Wirtschaft | 15.04.2014

Freie Weinbauern: Führung bestätigt

Michael Graf Goëss-Enzenberg bleibt für weitere drei Jahre Präsident der „Freien Weinbauern“, Armin Kobler bleibt sein Stellvertreter.

Das Führungstrio der „Freien Weinbauern": (v.l.) Armin Kobler, Michael Graf Goëss-Enzenberg und Direktor Peter Robatscher

Das Führungstrio der „Freien Weinbauern": (v.l.) Armin Kobler, Michael Graf Goëss-Enzenberg und Direktor Peter Robatscher

91 Winzer-Betriebe sind zurzeit Mitglieder bei den „Freien Weinbauern“. „Wir haben regen Zulauf, und die gelebte Kollegialität zwischen den einzelnen Winzern spürt man heute mehr denn je “, freut sich Präsident Goëss-Enzenberg.

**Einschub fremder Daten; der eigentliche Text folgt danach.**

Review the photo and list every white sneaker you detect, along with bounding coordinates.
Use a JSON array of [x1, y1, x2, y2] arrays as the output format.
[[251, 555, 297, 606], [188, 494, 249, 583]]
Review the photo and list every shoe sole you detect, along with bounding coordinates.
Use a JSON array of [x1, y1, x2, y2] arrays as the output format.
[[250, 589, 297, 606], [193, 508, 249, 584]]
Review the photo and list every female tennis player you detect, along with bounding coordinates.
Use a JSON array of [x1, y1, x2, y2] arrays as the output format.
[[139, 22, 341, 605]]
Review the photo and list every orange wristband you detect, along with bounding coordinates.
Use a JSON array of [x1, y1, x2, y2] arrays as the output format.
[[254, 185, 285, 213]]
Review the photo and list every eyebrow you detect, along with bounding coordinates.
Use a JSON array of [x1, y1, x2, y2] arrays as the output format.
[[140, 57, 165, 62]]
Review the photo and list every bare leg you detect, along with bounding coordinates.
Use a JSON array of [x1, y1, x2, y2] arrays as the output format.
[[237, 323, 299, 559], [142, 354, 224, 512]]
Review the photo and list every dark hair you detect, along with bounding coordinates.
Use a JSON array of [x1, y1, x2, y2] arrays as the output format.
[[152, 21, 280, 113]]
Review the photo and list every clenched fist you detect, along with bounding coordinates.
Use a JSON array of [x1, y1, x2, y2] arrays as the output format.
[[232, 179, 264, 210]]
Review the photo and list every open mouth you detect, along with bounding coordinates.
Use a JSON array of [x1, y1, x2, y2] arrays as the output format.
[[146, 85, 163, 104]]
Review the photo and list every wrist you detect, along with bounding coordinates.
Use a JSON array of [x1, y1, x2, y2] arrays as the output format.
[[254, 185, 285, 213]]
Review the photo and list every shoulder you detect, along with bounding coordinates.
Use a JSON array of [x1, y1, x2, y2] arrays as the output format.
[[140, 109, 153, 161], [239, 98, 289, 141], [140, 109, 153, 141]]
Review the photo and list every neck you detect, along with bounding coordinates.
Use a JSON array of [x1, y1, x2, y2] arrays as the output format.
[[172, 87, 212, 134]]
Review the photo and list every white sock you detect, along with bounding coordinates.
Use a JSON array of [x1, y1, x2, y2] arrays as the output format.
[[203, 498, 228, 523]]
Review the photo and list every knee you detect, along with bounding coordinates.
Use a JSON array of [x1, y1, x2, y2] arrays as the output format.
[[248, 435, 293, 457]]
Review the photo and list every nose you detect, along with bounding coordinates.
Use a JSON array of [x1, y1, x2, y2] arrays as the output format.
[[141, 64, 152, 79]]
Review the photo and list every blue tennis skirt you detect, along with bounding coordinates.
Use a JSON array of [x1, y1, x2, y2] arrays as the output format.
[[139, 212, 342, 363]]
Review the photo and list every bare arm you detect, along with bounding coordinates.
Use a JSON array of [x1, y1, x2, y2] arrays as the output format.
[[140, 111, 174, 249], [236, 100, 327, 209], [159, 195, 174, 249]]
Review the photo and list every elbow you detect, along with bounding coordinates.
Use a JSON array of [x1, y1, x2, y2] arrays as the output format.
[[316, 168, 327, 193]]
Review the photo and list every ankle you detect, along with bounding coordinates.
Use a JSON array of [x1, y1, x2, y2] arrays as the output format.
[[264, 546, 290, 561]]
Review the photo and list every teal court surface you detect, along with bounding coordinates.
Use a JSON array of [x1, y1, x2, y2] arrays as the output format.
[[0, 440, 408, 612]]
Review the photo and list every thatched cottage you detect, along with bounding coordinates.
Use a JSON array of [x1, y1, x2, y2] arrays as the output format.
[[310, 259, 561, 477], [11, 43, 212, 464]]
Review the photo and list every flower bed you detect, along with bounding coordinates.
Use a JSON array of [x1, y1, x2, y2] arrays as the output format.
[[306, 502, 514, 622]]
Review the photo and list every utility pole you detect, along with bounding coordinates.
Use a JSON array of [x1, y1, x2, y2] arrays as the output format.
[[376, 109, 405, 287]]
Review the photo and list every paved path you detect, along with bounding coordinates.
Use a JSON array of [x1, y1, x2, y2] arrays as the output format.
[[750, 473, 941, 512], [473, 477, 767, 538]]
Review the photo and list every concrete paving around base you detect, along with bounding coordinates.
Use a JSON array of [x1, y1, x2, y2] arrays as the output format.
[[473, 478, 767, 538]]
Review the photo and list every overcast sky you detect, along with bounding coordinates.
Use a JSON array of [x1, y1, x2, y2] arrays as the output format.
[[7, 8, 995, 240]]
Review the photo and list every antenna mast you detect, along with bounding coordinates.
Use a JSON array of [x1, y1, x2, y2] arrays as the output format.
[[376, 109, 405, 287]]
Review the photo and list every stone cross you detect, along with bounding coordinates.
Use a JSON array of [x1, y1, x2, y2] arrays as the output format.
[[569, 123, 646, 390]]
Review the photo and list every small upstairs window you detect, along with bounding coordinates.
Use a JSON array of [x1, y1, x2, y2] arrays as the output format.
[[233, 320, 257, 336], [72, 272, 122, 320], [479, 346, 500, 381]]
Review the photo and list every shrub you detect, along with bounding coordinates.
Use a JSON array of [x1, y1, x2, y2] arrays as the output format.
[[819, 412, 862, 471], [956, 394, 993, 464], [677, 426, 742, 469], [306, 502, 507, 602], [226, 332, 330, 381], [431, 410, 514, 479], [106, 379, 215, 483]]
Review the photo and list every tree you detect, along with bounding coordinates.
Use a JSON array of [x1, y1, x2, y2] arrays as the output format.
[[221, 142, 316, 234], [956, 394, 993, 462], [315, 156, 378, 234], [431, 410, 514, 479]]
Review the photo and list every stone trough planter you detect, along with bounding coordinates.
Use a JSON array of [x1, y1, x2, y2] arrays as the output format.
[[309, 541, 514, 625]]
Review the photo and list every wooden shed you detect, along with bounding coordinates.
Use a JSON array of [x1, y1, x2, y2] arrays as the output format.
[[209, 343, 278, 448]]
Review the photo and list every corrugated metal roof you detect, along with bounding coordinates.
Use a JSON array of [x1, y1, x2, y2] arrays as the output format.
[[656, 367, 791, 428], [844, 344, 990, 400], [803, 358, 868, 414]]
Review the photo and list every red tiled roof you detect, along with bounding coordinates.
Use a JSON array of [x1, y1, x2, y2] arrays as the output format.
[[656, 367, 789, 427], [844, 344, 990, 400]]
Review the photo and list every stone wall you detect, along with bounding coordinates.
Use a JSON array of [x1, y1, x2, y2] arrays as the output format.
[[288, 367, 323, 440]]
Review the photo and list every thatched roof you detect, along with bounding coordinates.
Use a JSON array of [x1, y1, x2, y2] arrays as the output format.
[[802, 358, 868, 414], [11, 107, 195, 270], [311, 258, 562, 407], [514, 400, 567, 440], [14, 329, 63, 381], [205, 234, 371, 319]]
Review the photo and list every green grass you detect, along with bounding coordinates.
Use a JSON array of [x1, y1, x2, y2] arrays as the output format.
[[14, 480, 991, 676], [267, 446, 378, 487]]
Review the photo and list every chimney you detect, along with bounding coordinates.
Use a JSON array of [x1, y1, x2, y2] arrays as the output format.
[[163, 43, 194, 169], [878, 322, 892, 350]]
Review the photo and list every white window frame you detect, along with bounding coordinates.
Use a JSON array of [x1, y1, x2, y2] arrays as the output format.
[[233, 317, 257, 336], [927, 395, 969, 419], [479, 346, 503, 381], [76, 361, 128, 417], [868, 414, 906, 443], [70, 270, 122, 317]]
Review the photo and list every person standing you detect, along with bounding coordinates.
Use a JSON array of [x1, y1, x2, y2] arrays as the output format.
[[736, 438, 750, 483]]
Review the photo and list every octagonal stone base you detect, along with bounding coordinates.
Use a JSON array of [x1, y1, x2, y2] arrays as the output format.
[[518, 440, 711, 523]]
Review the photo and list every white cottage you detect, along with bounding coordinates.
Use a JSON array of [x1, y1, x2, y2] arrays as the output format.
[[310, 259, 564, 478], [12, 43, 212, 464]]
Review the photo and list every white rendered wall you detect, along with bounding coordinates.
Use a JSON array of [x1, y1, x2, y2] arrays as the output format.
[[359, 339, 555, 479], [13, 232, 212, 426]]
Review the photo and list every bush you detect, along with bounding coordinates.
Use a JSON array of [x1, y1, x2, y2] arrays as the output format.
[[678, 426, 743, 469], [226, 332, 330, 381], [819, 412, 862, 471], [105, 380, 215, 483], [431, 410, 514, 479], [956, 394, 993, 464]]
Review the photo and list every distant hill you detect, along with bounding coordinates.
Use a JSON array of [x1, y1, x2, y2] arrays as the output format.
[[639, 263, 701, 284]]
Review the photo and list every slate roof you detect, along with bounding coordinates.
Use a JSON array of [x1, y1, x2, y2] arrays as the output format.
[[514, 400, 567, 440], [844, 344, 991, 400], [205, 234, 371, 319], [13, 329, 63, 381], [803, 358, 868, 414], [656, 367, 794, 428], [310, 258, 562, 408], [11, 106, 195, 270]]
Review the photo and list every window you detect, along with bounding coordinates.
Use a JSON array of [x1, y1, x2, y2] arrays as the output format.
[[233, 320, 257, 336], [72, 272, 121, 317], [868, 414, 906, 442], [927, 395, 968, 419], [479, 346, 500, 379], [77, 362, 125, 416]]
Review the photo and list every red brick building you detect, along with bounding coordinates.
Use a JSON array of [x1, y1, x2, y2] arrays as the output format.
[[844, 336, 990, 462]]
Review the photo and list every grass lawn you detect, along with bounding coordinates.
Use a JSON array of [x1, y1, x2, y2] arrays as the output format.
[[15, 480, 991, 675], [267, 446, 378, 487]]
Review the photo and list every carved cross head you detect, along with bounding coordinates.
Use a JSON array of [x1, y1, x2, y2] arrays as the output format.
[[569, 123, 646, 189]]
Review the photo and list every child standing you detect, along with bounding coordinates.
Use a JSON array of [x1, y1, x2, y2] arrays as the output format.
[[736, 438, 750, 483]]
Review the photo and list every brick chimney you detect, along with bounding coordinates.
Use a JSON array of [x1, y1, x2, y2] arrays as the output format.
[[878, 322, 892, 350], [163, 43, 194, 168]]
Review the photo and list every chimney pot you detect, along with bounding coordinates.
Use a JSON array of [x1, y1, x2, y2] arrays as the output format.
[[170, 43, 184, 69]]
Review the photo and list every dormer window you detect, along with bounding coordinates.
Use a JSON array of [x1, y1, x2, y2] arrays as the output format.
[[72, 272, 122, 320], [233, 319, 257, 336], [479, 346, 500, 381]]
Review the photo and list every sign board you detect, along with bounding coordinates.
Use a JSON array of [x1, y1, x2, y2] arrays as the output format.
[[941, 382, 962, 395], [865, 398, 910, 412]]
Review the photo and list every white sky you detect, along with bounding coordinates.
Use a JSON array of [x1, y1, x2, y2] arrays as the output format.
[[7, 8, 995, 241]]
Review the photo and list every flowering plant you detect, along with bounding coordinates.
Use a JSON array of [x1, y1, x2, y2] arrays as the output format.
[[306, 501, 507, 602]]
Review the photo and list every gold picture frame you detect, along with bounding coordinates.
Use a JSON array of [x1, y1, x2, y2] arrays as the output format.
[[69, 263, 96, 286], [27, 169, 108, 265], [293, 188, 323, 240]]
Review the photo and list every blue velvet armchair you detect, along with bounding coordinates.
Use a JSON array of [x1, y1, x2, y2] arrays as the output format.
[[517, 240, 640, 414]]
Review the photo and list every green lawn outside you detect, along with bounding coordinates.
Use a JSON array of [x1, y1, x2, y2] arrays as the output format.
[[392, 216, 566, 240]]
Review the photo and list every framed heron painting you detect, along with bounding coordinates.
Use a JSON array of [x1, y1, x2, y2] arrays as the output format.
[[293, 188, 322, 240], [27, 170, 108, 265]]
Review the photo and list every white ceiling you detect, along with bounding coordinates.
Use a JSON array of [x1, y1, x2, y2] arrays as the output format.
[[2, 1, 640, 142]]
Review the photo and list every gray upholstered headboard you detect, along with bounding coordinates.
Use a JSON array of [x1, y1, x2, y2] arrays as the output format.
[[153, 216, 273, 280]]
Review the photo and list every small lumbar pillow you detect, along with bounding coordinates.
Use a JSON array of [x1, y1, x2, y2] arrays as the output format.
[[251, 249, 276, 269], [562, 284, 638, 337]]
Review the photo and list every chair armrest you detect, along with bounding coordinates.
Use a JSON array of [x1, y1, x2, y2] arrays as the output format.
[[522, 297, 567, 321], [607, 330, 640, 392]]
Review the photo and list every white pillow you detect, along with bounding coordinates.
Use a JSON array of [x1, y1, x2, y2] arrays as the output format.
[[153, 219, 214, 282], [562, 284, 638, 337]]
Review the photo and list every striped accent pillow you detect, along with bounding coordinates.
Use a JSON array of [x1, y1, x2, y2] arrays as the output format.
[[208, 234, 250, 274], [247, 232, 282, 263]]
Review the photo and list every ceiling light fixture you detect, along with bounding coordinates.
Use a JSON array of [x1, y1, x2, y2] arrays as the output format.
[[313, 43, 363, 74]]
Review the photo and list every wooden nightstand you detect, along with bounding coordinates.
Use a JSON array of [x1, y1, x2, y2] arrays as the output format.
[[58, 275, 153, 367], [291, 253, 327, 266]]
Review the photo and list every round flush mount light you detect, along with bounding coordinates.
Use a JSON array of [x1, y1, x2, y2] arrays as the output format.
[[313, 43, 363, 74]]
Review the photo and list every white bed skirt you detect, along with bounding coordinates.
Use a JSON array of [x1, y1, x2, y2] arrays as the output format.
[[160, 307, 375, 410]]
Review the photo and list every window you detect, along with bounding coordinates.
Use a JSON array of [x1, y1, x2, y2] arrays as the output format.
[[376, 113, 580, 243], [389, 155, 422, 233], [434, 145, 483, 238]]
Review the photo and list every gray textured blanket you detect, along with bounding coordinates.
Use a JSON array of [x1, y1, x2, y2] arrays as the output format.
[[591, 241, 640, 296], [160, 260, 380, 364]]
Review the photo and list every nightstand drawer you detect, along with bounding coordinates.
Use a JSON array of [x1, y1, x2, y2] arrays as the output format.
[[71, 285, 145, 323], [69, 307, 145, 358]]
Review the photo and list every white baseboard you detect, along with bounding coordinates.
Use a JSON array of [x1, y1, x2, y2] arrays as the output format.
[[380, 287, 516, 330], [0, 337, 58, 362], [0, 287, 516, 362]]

Für die kommenden drei Jahre liegen große Herausforderungen vor den „Freien Weinbauern: „Die Marktbedingungen verlangen es, dass wir uns mehr denn je mit unseren Weinen differenzieren und unsere Stärken vermitteln können. Dabei wird die qualitative Arbeit jedes Einzelnen wichtig sein und die Geschichte, die seine Weine erzählen“, erklärt der Präsident.

Zusammenhalt für den globalen Markt
Gleichzeitig brauche Südtirol als kleines Weinland mit 5300 Hektar Rebfläche auch Zusammenhalt, um auf den Märkten dieser Welt Erkennbarkeit und Durchschlagskraft zu erlangen. Daher sei die Zusammenarbeit im Konsortium Südtiroler Wein sehr wichtig. In diese Kerbe schlug auch Christoph Pichler von der Kontrollstelle Südtiroler Wein der Handelskammer, der auf die wichtigsten Bestimmungen der Weinwirtschaft hinwies.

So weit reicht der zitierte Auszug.